Greece’s public debt is not sustainable. It will need another £12-17 billion in bailouts over the next few years. All this comes as a huge scandal is dominating Greek politics.
Panagiotis Baltakos, the cabinet secretary who is close to the prime minister, resigned after a leaked tape last week showed him talking to the acting leader of the Nazi Golden Dawn.
The actual Golden Dawn leader is in custody for an investigation that could see Nazis jailed over links to attacks and murders.
Baltakos echoed Golden Dawn’s criticism of the investigation, pre-empting the judges and boosting the Nazis. There’s an air of political crisis because of this, and it’s affecting the government’s plans to present its economic policy as a success.
It had hoped it could start borrowing on the financial markets again instead of having to keep asking for bailouts.

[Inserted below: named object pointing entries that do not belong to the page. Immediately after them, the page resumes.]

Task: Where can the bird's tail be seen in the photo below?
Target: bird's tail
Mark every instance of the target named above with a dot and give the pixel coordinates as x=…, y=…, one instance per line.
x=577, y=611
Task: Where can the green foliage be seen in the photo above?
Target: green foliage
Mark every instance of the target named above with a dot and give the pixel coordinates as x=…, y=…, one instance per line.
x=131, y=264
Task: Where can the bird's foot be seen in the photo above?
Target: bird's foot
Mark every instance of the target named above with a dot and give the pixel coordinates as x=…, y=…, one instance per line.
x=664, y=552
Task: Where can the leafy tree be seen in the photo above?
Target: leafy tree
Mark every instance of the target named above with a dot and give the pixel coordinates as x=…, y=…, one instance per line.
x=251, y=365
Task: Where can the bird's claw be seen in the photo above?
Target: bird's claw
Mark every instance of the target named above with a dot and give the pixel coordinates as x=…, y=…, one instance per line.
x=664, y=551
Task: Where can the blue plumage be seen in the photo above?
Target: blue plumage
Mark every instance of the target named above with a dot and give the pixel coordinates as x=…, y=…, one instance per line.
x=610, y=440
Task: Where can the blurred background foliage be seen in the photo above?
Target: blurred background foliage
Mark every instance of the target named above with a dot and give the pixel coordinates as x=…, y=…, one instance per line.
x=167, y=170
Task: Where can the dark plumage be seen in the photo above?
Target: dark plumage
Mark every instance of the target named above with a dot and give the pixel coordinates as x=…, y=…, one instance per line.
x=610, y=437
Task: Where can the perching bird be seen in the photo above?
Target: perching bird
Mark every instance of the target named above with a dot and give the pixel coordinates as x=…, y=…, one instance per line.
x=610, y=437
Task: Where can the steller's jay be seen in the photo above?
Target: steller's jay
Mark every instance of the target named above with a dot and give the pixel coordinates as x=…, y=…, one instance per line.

But credit rating agency Moody’s postponed a statement on the Greek economy due to “political instability”.
There’s also huge anger.
Polls published on Sunday showed a huge turn away from the government.
Even before the scandal there was a big trade union protest on Tuesday of last week, as riot police tried to shut down central Athens for a meeting of eurozone finance ministers.
So the political crisis and the economic crisis are reinforcing each other and the government is in a mess.
This creates a good opportunity for the left to take the lead and go into the euro elections calling for the government to resign.
But the biggest left party, Syriza, is being very moderate. Its paper recently suggested it could provide an end to “instability”—a clear call to the European establishment, rather than to angry workers.
We say the Nazis should go to jail and the government that has colluded with them should resign.
That would not just be a blow to the Nazis, but a boost to everyone fighting against austerity.